# Old Grand-dad whiskey



## Schecter30 (Dec 12, 2006)

Is this stuff any good? Thinkin about getting a bottle.


----------



## SUOrangeGuy (Feb 22, 2006)

Before my dad quit drinking he used to go a little crazy with the 100 proof granddad. I personally can't stand the smell or kick but some people love it. 

If you've ever watched bad santa its the whiskey that Billy Bob drinks.


----------



## Schecter30 (Dec 12, 2006)

Yea I'd probably just get the 86 proof or whatever it is. Oh and Bad Santa is a great American movie. He calls the kid a ****ing *********!


----------



## clampdown (Feb 7, 2006)

Not really, get Evan Wiliams Single B.


----------



## Guitarman-S.T- (Jun 14, 2006)

clampdown said:


> Not really, get Evan Wiliams Single B.


5% agreed, the other 95% is goign towards a bottle of blantons 
but honestly anything but old grand dad whiskey is a better buy.. i think honestly it tastes a bit of root 100, kindof sweet, but just hella strong


----------



## ky toker (Jun 2, 2005)

Old Grand Dad isn't bad at all. I'd say it is underrated. No glits & glamour, just a name on a fairly plain label and bottle. You might as well try it. It is doesn't fit your taste straight it mixes perfect.
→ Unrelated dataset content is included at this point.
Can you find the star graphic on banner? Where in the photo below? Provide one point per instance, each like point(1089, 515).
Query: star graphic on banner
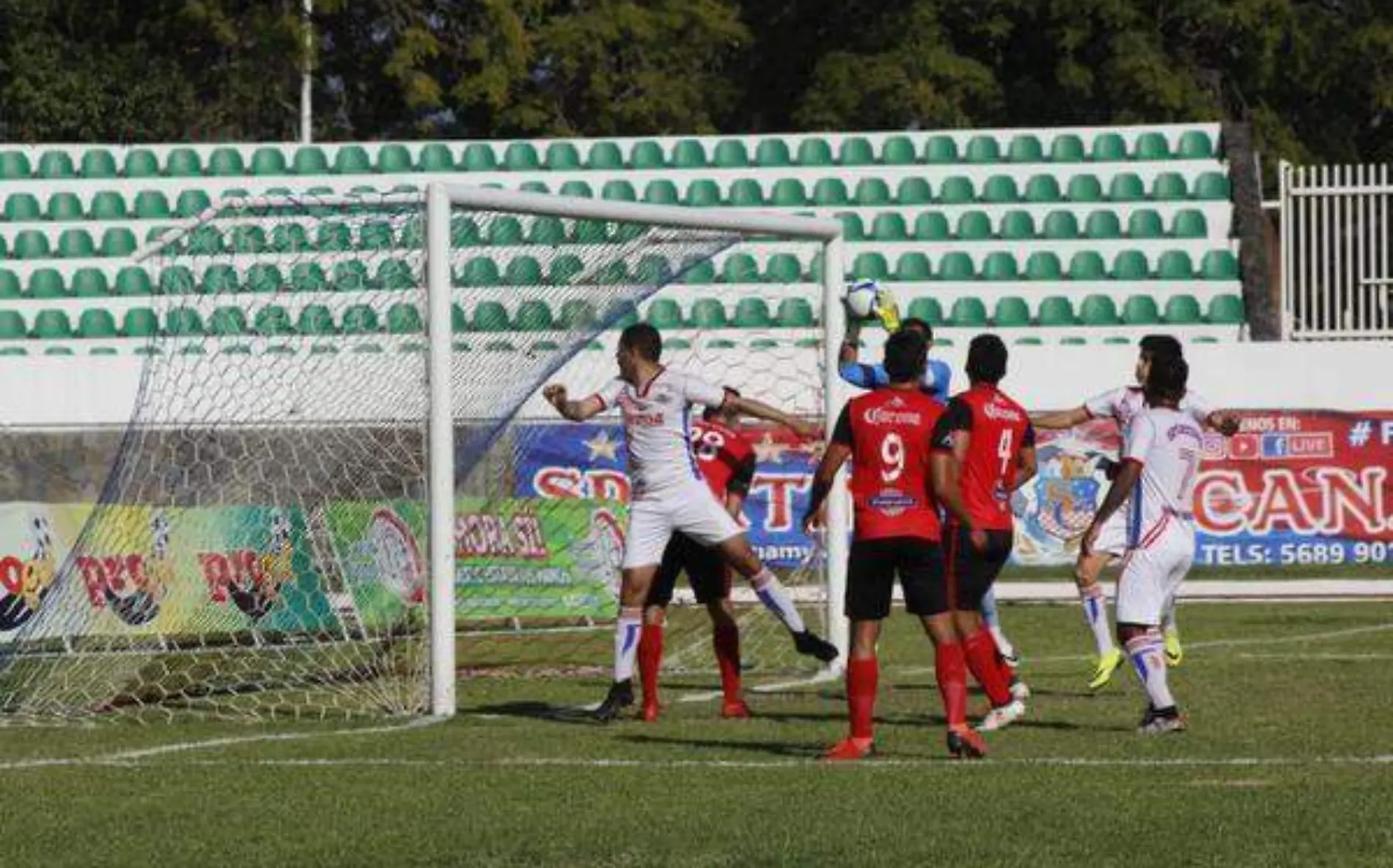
point(602, 448)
It's also easy on the wallet.


----------



## icehog3 (Feb 20, 2005)

Hard to say, the last time I drank a pint of Old Grand-dad was in 1979 on the way to a Rush concert....let's just say I would have drank turpentine at age 16 before a concert if that's all that was available....and the OGD was pretty close.  :r


----------



## StogieGuy (Jul 22, 2006)

clampdown said:


> Not really, get Evan Wiliams Single B.


Agreed. Evan Williams Single Barrel is only a little but more $$ and well worth it.

I just picked up a bottle of the 1997 for $21, but first I need to finish the 1996 I already have open.


----------